Echo State Transformer: Attention Over Finite Memories

While Large Language Models and their underlying Transformer architecture are remarkably efficient, they do not reflect how our brain processes and learns a diversity of cognitive tasks such as language, nor how it leverages working memory. Furthermore, Transformers encounters a computational limitation: quadratic complexity growth with sequence length. Motivated by these limitations, we aim to design architectures that leverage efficient working memory dynamics to overcome standard computational barriers. We introduce Echo State Transformers (EST), a hybrid architecture that resolves this challenge while demonstrating state of the art performance in classification and detection tasks. EST integrates the Transformer attention mechanisms with nodes from Reservoir Computing to create a fixed-size memory system. Drawing inspiration from Echo State Networks, our approach leverages several reservoirs (random recurrent networks) in parallel as a lightweight and efficient working memory. These independent units possess distinct and learned internal dynamics with an adaptive leak rate, enabling them to dynamically adjust their own temporality. By applying attention on those fixed number of units instead of input tokens, EST achieves linear complexity for the whole sequence, effectively breaking the quadratic scaling problem of standard Transformers. We evaluate ESTs on a recent timeseries benchmark: the Time Series Library, which comprises 69 tasks across five categories. Results show that ESTs ranks first overall in two of five categories, outperforming strong state-of-the-art baselines on classification and anomaly detection tasks, while remaining competitive on short-term forecasting. These results demonstrate that by shifting the attention mechanism from the entire input sequence to a fixed set of evolving memory units, it is possible to maintains high sensitivity to temporal events while achieving constant computational complexity per step.
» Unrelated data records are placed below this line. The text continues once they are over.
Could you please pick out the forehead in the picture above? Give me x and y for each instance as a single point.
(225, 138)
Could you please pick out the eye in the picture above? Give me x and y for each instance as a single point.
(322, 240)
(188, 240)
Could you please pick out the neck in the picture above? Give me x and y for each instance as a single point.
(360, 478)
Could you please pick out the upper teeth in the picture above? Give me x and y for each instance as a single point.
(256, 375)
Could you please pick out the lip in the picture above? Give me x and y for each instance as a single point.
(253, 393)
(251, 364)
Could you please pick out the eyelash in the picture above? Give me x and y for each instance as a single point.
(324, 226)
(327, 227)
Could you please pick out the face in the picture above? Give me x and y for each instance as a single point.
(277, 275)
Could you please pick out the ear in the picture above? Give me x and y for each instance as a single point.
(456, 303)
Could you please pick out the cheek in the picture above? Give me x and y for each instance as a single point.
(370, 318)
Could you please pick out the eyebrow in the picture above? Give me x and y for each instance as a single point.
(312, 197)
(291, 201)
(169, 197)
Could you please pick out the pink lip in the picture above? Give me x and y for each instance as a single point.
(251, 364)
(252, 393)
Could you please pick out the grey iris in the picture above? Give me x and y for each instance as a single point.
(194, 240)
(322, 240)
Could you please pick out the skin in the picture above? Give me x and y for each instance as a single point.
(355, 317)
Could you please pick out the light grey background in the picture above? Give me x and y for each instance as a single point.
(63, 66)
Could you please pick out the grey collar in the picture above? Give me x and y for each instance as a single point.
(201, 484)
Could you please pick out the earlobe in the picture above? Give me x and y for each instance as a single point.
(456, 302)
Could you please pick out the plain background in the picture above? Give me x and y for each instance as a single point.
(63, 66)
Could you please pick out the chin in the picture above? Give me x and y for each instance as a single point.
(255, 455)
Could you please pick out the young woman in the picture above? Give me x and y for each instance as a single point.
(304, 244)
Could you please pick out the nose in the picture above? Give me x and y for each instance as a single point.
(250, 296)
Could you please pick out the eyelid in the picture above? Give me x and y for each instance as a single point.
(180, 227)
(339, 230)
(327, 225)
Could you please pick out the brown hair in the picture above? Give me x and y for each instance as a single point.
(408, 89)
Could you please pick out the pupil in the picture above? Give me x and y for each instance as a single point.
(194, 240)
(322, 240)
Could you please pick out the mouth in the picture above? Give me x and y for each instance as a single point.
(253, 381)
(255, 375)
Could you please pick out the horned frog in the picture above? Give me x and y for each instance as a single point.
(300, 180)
翻译：尽管大型语言模型及其底层Transformer架构展现出卓越的效率，但它们并未反映人脑处理和学习语言等多样化认知任务的方式，也未体现大脑如何利用工作记忆。此外，Transformer面临计算限制：其复杂度随序列长度呈二次方增长。受这些局限性的启发，我们致力于设计能够利用高效工作记忆动态特性以突破传统计算瓶颈的架构。本文提出回声状态Transformer（EST）——一种混合架构，在解决这一挑战的同时，在分类与检测任务中展现出最先进的性能。EST将Transformer注意力机制与储备池计算节点相结合，构建了一个固定尺寸的记忆系统。受回声状态网络的启发，我们的方法采用多个并行储备池（随机递归网络）作为轻量级高效工作记忆。这些独立单元具有独特且可学习的内部动态特性及自适应泄漏率，使其能够动态调整自身的时间特性。通过对固定数量的单元（而非输入标记）施加注意力，EST实现了整个序列的线性复杂度，有效突破了标准Transformer的二次方缩放问题。我们在近期的时间序列基准测试集Time Series Library（包含五大类别的69项任务）上评估了EST的性能。结果表明，EST在五大类别中的两个类别综合排名第一，在分类和异常检测任务上超越了当前先进的基线模型，同时在短期预测任务中保持竞争力。这些结果证明，通过将注意力机制从整个输入序列转移到一组固定的动态记忆单元，可以在保持对时序事件高敏感度的同时，实现每步恒定计算复杂度。